Friday, March 16, 2012

Community Garden Update

I received  my community garden plot assignment in the mail a week or so ago and can't wait to get started over there. The garden is located behind a church in a historic area about a 5 minute drive from my house. The community garden is small, about 100 20'X20' plots. About half of the plots are annual plots which are tilled by a tractor each spring. The other half are perennial plots. With the perennial plots you have to do all of your own tilling but you are able to keep your fencing up year round. Some people have multiple plots.

I chose a perennial plot because I want to have control over the soil, be able to mark off the beds and paths and plant perennial plants like raspberries and asparagus. 

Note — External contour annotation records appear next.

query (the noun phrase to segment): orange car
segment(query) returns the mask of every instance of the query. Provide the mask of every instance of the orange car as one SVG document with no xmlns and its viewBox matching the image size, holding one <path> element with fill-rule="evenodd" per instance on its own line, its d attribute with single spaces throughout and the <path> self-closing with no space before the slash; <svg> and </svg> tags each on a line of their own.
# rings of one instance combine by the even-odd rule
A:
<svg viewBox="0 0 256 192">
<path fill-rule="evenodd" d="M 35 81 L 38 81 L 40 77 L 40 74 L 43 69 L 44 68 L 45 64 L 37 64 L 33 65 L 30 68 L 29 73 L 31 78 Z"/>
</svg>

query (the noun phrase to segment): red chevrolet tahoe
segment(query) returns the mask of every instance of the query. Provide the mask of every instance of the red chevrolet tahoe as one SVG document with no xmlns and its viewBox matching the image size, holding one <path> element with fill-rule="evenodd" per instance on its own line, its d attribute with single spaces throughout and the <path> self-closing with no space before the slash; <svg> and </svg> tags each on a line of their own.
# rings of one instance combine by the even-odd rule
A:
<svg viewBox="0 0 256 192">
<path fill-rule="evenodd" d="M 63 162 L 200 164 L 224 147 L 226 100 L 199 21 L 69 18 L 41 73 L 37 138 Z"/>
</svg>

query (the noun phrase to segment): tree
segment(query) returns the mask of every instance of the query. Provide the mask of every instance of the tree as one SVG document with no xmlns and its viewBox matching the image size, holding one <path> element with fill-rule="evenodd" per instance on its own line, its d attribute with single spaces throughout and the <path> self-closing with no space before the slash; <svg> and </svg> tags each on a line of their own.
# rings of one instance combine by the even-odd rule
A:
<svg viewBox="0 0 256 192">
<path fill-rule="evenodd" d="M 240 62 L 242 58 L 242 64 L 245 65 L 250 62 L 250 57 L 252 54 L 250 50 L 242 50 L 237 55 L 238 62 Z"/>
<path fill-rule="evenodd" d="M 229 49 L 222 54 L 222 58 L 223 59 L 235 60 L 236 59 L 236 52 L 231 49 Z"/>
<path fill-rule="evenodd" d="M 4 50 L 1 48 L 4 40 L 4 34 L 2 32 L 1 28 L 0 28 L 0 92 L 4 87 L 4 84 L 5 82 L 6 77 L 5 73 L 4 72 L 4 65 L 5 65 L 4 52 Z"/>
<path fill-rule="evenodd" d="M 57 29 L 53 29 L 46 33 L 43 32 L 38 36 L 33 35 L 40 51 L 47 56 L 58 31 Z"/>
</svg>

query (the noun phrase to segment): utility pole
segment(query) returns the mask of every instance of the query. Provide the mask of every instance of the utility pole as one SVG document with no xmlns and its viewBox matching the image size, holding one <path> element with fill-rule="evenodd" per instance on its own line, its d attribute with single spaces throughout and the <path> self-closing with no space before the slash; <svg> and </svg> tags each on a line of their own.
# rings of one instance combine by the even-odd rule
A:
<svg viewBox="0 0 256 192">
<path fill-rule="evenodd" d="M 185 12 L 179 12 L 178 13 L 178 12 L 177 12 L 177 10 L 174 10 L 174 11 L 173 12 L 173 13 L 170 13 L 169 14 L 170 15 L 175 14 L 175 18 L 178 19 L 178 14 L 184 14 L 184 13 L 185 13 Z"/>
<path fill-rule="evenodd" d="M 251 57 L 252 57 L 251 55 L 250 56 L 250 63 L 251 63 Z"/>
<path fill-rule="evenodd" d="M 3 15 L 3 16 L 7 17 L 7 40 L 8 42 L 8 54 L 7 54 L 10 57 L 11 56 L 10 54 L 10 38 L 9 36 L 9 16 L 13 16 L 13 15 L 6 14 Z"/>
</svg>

My plot is marked in red on the aerial shot below:

Each row has it's own water tap, I just need to supply my own hose. The area to the top left is an open space. In my mind I picture deer taking a running jump into my plot. (Yikes!) Here is a picture of my plot:

It looks like this area hasn't been occupied in a while. It's going to to take some effort to clear the weeds and get it set up. The garden organizer needs to go out and measure off the plot before I can get started. 

I took a walk around the garden to see what type of fencing my future neighbors are using. 
The plot below is covered on all sides and on top with fencing and netting. After a closer look I discovered blueberry bushes and strawberry plants inside. This section is a berry patch. The same gardener has a vegetable plot in the next plot over. They have high fencing in that plot but no netting on top.

I'm not sure what they grow on the trellis, but I'm curious to find out. 

Most of the perennial plots have 6-8 foot fencing with rabbit fencing on the bottom. I also saw some handmade garden gates, I think I might try to make one of these.

As I was leaving through the churchyard I saw these beautiful blooming trees.

As eager as I am to get started I still have quite a bit of work to do at the house garden. I expect that work at the community garden will start in early to mid April. 


  1. Your new plot looks perfect and the fact that it's been sitting unused is even better - soil got to rest and replenished nutrients and once it's all tilled all those weeds will be composted under the soil :) can't wait to see what you'll do with it :)

  2. How exciting! You definitely have some work ahead of you! The gardeners probably put up extra high fencing to keep out the deer. Our new garden site was marked off yesterday! Now I have a ton of work to do too!